I gave my bottom lip a quick lick as I looked back at the gate. I didn’t ask what a “girl like me” meant. Young, female, alone, and a trailfinder. Those who could find a safe route through the frozen terrain of my homeland.

“Aye,” I murmured.

She squeezed my hand slightly. “Quickly, now, this is the only place the likes of them will come into.”

I reached into my pocket and pulled out a copper. “For the warning,” I murmured. I gathered my quarterstaff and satchel, and, with a nod, I left the inn through the back door, like I had a dozen times before.

I noticed as I left, a few of her customers had already slipped out the back. Sayla’s husband stood on sentry at the door and moved aside wordlessly as I approached. I gave him a wink as I passed. He knew I wouldn’t be as foolish as some people to try to duck out without paying.

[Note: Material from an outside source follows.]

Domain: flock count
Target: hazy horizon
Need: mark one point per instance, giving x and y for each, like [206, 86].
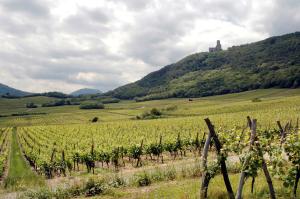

The cold threatened to steal what little warmth I’d gained in the inn, and I wrapped my cloak around me tighter. My traveling cloak, my only item of luxury, had a fur lining inside the hood, and I gratefully pulled it lower as I headed to the north gate. I’d been hoping to spend the night with a roof over my head, even if it was in Sayla’s stables, but no such luck.

Resigned to another night with the sky as my only cover, I saw some of my earlier dinner fellows heading back the way they’d come.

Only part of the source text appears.